Cardinal Sarah: A prophet of our times


Catholic Herald, 18 July 2019

The Church’s calendar includes the feast days of several of the great figures of the Old Testament (though observing them is not obligatory): King David on December 29, for example, or Melchisedek on August 26. Abraham’s falls on the same day as John Henry Newman’s, October 9.

The Prophet Elijah’s feast day is July 20. I know that because it is my priestly ordination anniversary. I can’t say that I detect much of Elijah in myself, but that might be said of another priest ordained on that date, Cardinal Robert Sarah, who celebrates 50 years of priestly ordination this year. (Cardinal Peter Turkson, the other African curial cardinal, was also ordained on July 20, but in 1975, six years after Cardinal Sarah.)

As a young archbishop in his native Guinea, still in his 30s, Sarah was marked out to be murdered by the tyrants who ruled his country and found him insufficiently submissive.

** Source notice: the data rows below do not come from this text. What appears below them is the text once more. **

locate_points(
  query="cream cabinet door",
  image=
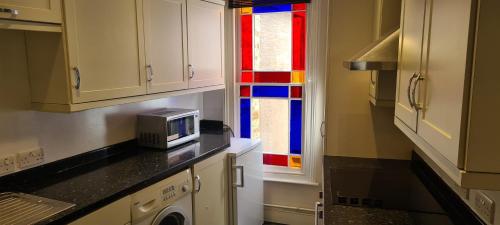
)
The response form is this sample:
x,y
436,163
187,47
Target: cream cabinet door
x,y
105,49
48,11
205,43
165,28
410,58
443,91
210,191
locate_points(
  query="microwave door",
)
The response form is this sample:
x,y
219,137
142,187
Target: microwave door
x,y
180,127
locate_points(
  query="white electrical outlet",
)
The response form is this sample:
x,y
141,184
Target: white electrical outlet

Like Elijah, he knows what it means to be hunted by the king.

In recent years Cardinal Sarah has shifted towards a more prophetic mode, warning us in a series of books and speeches that an apostasy is underway in many parts of the world, and in some parts of the Church. There is something of Elijah – speaking for the faith in a time of infidelity – in that too. He shocked many with his address at the 2015 synod on the family, when he spoke of “Beasts of the Apocalypse” in regard to Western decadence and jihadist extremism. Cardinal Sarah never went to the finishing school where many bishops learn how to speak without ever giving offence.

That parrhesia (boldness in speech) might have endeared him to Pope Francis, who promoted him from the Pontifical Council Cor Unum, which dispenses corporal works of charity on behalf of the pope, to the Congregation for Divine Worship. But since that appointment in 2014, Cardinal Sarah has been marginalised. The inner circle around the Holy Father only care for “prophetic” voices of a certain kind, the kind that, in the manner of progressive NGOs, hurl condemnatory judgments at big corporations and wealthy countries. Cardinal Sarah is not of that kind, as he pays rather too much attention to adherence to God in the household of faith. His book, after all, was called God or Nothing.